Structured Data Schema

interface StructuredData {
  intent: string;                    // Query intent/category (required)
  entities?: {                       // Named entities and values
    [key: string]: string | number;
  };
  constraints?: string[];            // Requirements/constraints
  context?: {                        // Additional context
    [key: string]: string | number | boolean;
  };
  responseFormat?: string;           // Desired response format
}

Common Intents

product_information - Product details and specifications
troubleshooting - Problem-solving and technical support
comparison - Comparing multiple items
how_to_guide - Step-by-step instructions
explanation - Detailed explanations
follow_up_question - Context-aware follow-ups

Response Formats

structured_list - Organized bullet points
step_by_step_guide - Numbered instructions
comparison_table - Side-by-side comparison
detailed_explanation - Comprehensive explanation
bullet_points - Simple bullet format
json_format - Structured JSON response

Advanced Filtering (New in v2.1.0)

import RAGSystem from 'rag-system-pgvector';

const rag = new RAGSystem(config);
await rag.initialize();

// Add documents with user/knowledgebot metadata
const documentData = await processor.processDocumentFromBuffer(
    buffer, 
    'user-manual.pdf', 
    'pdf',
    {
        userId: 'user_123',
        knowledgebotId: 'tech_support_bot',
        department: 'engineering',
        priority: 'high'
    }
);

await rag.documentStore.saveDocument(documentData);

// Query with user filtering
const userResults = await rag.query('What technical info is available?', {
    userId: 'user_123',
    limit: 5
});

// Query with knowledgebot filtering
const botResults = await rag.query('Help with technical issues', {
    knowledgebotId: 'tech_support_bot'
});

// Query with multiple filters
const filteredResults = await rag.query('Show important documents', {
    userId: 'user_123',
    filter: {
        priority: 'high',
        department: 'engineering'
    }
});

// Direct search with filtering
const searchResults = await rag.searchDocumentsByUserId(
    'documentation',
    'user_123'
);

// Get all documents for a specific user
const userDocs = await rag.getDocumentsByUserId('user_123');

Chat History & Session Persistence (New in v2.3.0)
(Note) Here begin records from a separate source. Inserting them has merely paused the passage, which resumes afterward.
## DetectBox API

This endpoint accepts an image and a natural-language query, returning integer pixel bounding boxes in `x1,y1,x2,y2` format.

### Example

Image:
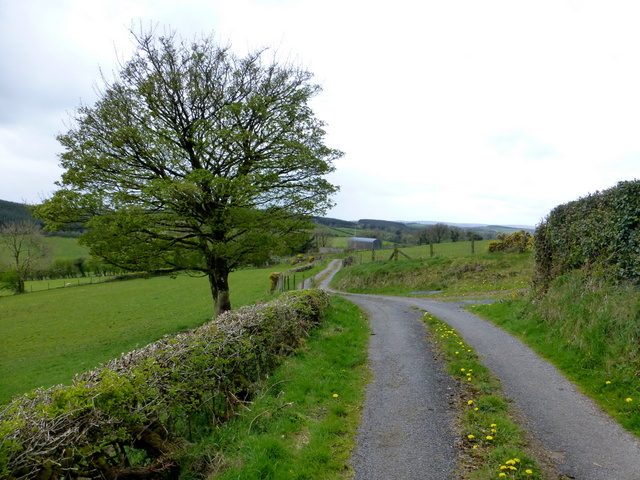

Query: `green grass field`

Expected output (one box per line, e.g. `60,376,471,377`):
0,265,302,403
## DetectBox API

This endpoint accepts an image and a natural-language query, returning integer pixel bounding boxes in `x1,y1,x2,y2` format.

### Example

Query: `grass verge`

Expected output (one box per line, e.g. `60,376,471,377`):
424,312,545,480
332,252,533,298
473,272,640,436
181,297,369,480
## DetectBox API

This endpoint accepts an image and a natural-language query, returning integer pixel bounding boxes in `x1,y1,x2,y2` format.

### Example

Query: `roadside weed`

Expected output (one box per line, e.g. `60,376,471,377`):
423,312,544,480
182,297,369,480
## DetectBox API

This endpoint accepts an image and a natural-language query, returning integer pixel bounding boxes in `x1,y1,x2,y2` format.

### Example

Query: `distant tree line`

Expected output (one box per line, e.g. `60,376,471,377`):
0,200,43,227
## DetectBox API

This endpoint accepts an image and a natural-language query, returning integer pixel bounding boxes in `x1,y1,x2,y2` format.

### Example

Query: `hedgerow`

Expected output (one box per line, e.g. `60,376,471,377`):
534,180,640,288
487,230,533,253
0,290,328,480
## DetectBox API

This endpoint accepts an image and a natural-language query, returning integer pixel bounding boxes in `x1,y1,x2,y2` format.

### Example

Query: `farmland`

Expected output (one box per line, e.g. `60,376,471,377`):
0,265,316,403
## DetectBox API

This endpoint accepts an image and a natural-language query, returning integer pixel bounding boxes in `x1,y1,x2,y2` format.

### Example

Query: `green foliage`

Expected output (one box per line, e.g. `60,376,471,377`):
535,180,640,290
423,312,544,480
0,265,296,404
487,230,533,253
0,290,328,479
0,200,40,227
0,269,21,293
35,32,342,313
332,251,533,295
195,297,370,480
474,270,640,435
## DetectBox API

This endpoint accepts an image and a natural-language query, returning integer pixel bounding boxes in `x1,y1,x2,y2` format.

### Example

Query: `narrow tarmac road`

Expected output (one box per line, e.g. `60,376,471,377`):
320,262,640,480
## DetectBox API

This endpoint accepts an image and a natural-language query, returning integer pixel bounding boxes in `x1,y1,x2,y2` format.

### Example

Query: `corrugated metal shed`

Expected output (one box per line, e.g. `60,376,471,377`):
347,237,382,250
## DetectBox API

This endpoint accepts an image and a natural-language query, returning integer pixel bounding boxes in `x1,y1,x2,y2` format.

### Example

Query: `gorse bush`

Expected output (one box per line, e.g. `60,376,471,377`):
534,180,640,289
0,290,328,479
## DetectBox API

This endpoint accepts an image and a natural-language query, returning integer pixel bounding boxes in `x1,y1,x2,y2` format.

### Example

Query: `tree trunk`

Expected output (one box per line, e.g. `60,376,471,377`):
209,271,231,317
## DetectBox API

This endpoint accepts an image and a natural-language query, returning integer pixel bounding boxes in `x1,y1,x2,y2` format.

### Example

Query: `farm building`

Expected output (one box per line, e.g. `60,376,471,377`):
347,237,382,250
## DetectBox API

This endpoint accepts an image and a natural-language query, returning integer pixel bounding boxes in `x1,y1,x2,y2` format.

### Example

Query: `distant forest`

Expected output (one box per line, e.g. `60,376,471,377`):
0,200,42,227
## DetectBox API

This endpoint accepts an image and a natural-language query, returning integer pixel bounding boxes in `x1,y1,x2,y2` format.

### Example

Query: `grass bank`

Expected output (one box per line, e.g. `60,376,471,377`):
332,249,533,297
181,297,369,480
473,272,640,436
0,265,319,404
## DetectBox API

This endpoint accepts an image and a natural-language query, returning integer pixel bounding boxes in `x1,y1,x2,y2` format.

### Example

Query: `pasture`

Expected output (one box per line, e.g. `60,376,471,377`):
0,265,312,404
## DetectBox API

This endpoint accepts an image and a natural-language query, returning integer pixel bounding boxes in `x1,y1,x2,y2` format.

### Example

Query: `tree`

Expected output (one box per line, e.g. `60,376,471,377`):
0,220,50,293
36,31,342,314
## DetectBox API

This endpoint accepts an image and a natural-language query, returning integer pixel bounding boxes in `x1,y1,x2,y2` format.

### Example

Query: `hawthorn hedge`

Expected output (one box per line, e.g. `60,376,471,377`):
534,180,640,289
0,290,328,480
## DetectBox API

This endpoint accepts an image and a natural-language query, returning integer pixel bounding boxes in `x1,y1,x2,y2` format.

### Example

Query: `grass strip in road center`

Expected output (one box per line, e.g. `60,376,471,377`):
423,312,545,480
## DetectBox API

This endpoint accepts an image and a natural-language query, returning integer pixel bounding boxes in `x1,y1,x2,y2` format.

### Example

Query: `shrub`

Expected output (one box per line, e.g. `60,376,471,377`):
534,180,640,290
0,290,328,479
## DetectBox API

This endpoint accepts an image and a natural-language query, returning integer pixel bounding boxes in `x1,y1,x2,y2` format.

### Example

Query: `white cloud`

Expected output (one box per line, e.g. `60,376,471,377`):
0,0,640,224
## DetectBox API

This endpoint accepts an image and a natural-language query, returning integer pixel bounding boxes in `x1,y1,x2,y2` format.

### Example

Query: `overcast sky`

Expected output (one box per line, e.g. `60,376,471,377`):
0,0,640,225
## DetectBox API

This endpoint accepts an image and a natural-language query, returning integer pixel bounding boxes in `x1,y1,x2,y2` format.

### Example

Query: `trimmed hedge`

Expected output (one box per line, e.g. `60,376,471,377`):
0,290,328,480
534,180,640,289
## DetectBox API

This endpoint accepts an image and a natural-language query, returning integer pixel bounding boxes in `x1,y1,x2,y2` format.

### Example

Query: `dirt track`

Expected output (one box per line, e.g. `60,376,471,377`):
321,264,640,480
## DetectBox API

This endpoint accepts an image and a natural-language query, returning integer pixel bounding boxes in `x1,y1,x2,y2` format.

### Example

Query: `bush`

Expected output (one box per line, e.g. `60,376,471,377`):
0,270,21,293
534,180,640,290
0,290,328,479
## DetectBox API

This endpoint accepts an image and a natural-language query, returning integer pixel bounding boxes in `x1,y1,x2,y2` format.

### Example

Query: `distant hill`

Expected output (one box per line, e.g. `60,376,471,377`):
0,200,42,226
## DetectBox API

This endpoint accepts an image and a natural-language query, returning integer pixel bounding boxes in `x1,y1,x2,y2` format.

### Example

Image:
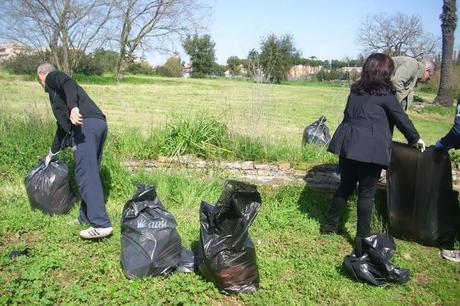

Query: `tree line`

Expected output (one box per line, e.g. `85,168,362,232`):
0,0,457,103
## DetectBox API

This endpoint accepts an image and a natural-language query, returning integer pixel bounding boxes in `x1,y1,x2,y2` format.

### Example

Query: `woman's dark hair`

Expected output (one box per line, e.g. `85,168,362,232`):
351,53,395,96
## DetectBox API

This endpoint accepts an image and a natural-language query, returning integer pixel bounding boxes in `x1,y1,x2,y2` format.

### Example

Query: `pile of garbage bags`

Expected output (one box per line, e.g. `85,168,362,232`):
384,142,459,246
121,181,262,293
342,234,409,286
24,160,76,215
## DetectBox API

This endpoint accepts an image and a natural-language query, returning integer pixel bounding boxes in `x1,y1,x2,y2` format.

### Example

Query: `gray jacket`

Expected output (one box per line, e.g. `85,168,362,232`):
391,56,425,105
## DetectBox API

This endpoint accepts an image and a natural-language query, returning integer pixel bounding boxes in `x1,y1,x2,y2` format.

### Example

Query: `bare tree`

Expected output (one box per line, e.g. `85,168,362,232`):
434,0,457,106
356,13,438,58
115,0,205,79
0,0,112,75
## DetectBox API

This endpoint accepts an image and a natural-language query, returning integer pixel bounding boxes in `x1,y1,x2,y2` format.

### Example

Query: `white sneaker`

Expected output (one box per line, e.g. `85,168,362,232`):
67,218,83,225
80,227,113,239
441,249,460,262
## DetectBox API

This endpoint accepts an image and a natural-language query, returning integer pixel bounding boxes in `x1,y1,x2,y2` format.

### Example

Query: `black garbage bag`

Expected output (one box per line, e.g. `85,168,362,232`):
342,234,410,286
121,184,189,279
302,116,331,146
177,249,198,273
383,142,458,246
24,160,76,215
198,180,262,293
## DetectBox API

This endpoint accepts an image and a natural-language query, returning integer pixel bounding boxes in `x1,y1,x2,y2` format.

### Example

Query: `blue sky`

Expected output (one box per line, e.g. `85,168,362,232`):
149,0,460,64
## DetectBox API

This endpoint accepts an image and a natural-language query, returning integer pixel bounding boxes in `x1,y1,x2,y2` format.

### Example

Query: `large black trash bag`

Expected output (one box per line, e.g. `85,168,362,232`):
384,142,458,246
302,116,331,145
24,160,76,215
121,184,189,279
198,180,262,293
342,234,409,286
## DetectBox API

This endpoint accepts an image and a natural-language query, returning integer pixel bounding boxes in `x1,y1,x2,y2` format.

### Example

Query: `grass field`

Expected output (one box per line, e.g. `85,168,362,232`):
0,73,460,305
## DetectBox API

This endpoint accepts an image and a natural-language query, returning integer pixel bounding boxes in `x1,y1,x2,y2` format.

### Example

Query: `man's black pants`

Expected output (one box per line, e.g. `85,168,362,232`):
72,118,112,227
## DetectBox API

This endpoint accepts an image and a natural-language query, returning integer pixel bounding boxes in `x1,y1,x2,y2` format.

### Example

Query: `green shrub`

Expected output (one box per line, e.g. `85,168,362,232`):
156,56,182,78
161,114,234,158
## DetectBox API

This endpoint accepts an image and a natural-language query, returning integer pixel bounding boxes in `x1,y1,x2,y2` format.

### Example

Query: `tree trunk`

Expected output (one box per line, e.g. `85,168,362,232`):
435,0,457,106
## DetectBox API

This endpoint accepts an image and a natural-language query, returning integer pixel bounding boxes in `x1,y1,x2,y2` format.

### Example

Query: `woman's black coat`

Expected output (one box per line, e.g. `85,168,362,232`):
328,92,420,167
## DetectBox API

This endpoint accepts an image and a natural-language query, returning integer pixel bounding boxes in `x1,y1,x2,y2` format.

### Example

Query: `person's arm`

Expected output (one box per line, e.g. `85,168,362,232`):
50,124,67,155
435,100,460,150
383,95,423,146
56,73,78,112
56,73,83,125
45,122,67,166
391,62,414,102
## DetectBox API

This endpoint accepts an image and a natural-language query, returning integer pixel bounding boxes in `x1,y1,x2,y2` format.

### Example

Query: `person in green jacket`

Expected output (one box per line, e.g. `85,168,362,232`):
391,56,436,111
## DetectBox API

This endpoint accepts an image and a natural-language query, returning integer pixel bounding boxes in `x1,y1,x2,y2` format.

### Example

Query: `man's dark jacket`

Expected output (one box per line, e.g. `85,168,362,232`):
441,99,460,149
45,71,105,153
328,93,420,167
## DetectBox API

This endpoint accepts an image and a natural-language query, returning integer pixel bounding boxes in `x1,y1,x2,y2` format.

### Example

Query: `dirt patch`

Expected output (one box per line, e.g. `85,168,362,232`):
0,231,39,247
123,155,460,190
414,272,431,285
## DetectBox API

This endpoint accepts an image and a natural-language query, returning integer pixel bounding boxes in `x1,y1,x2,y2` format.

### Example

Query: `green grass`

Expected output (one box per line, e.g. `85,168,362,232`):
0,73,460,305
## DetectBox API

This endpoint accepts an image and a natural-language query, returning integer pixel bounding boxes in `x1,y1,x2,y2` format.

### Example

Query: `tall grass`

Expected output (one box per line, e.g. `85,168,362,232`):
0,109,336,173
161,114,231,158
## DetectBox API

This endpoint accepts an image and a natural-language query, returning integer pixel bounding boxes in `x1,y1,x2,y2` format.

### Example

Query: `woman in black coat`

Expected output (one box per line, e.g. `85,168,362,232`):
321,53,425,256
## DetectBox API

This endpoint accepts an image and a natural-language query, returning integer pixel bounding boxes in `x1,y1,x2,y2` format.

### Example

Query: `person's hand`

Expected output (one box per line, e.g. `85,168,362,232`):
434,139,446,150
45,150,57,167
70,107,83,125
414,138,425,152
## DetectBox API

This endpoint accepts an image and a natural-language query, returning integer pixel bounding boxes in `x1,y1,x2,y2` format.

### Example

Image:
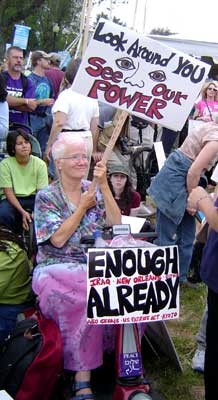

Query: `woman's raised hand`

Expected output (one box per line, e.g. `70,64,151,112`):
93,161,107,187
80,190,96,211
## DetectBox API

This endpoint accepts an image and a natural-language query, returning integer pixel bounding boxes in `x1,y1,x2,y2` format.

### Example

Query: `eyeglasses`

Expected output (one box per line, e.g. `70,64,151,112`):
60,154,89,162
Enable multi-turn conversations with persistent chat history stored in PostgreSQL.

Basic Chat History

// First query
const result1 = await rag.query('What is machine learning?');

// Follow-up with context
const result2 = await rag.query('Can you give me examples?', {
    chatHistory: result1.chatHistory
});

// Another follow-up
const result3 = await rag.query('Which one is most popular?', {
    chatHistory: result2.chatHistory
});

Session Persistence

const sessionId = 'user_conversation_123';

// Query with automatic session save/load
const result = await rag.query('What is machine learning?', {
    sessionId: sessionId,
    persistSession: true,  // Auto-save after query
    userId: 'user_456',
    knowledgebotId: 'tech_bot'
});

// Continue conversation (automatically loads history)
const result2 = await rag.query('Tell me more', {
    sessionId: sessionId,
    persistSession: true
});

// Load session manually
const session = await rag.loadSession(sessionId);
console.log(`Session has ${session.messageCount} messages`);

// Get all user sessions
const userSessions = await rag.getUserSessions('user_456');
console.log(`User has ${userSessions.length} sessions`);

// Get session statistics
const stats = await rag.getSessionStats({ userId: 'user_456' });
console.log(`Total messages: ${stats.totalMessages}`);

History Summarization

// Long conversations are automatically managed
const result = await rag.query('Complex question', {
    sessionId: sessionId,
    persistSession: true,
    maxHistoryLength: 20  // Keeps recent 20 messages
});

Testing Chat Features

# Basic chat history
npm run test:chat:basic

# Session management
npm run test:chat:session

# History summarization
npm run test:chat:summarization

# Session persistence
npm run test:chat:persistence

Documentation:

📚 API Documentation

DocumentProcessor Class

The DocumentProcessor class provides powerful document processing capabilities for files, buffers, and URLs.

Buffer Processing Methods

`processDocumentFromBuffer(buffer, fileName, fileType, metadata = {})`

Process a document directly from a memory buffer.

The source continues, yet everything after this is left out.